茅ヶ崎・寒川 人物風土記
公開日:2018.05.04
「建築の日本展」の作品を手がけた
徳長 竜弘さん
芹沢在勤 33歳
挑戦がもたらす彩り
○…「日本の伝統文化に関わる人が減る中で、その技術を自分が受け継ぎ次世代へつなげていきたい」。大学生だった11年前、就職活動の真っ只中で行きついた思いが、今、実を結びつつある。
〇…六本木の森美術館で始まった「建築の日本展」に並ぶ作品に、木工職人として関わった。建築家・丹下健三氏の自邸を再現した木造模型の、建具を担当。「東京の一等地に展示されると思うとワクワクする」と話し、世界から注目される日本建築の企画展に胸を躍らせる。

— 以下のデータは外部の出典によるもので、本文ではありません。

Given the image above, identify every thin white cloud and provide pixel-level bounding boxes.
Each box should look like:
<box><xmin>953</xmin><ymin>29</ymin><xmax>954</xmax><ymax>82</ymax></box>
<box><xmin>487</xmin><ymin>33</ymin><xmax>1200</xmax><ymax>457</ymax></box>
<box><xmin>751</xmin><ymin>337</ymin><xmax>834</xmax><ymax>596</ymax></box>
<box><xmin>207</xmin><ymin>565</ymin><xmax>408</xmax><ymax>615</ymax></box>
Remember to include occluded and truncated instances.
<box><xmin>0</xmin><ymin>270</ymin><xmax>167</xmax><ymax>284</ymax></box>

〇…普段は、藤沢の自宅から車を10分ほど走らせた芹沢の作業場で、コツコツとものづくりに励む。3年前に独立して立ち上げた『杢工舎徳長』は、鳥のさえずりも聞こえる畑に面した場所。「時計を見なくて済むから」と時報も流れるラジオをつけ、一人だけの職場で全神経を集中させる。木製建具に家具の製作、修理、リメイク…。木材を使った幅広い仕事を請け負う。2年前にリニューアルした小田原城天守閣の展示空間には、日本古来の建具「舞良戸」を提供。現在は、江戸末期に建てられた横浜市内の寺の修復に腕をふるっている。
〇…「おもしろそうだなと思ったらやってみる」。真骨頂であるチャレンジ精神が、人生に彩りを与えた。茅ケ崎高校、神奈川大学では吹奏楽部に在籍し、今年も大岡越前祭のステージでバストロンボーンを操った。スノーボードに釣り、バイクとアクティブな一面も併せ持つ。図工好きに端を発して木工職人の道へと進み、20代後半には木工作業の指導を目的にタイへ渡って自身の世界観を広げた。
〇…常々思うことがある。「お客さんだけでなく、同業のプロがうなる仕事がしたい」と。今回の森美術館での企画展、関係者の評判は上々だ。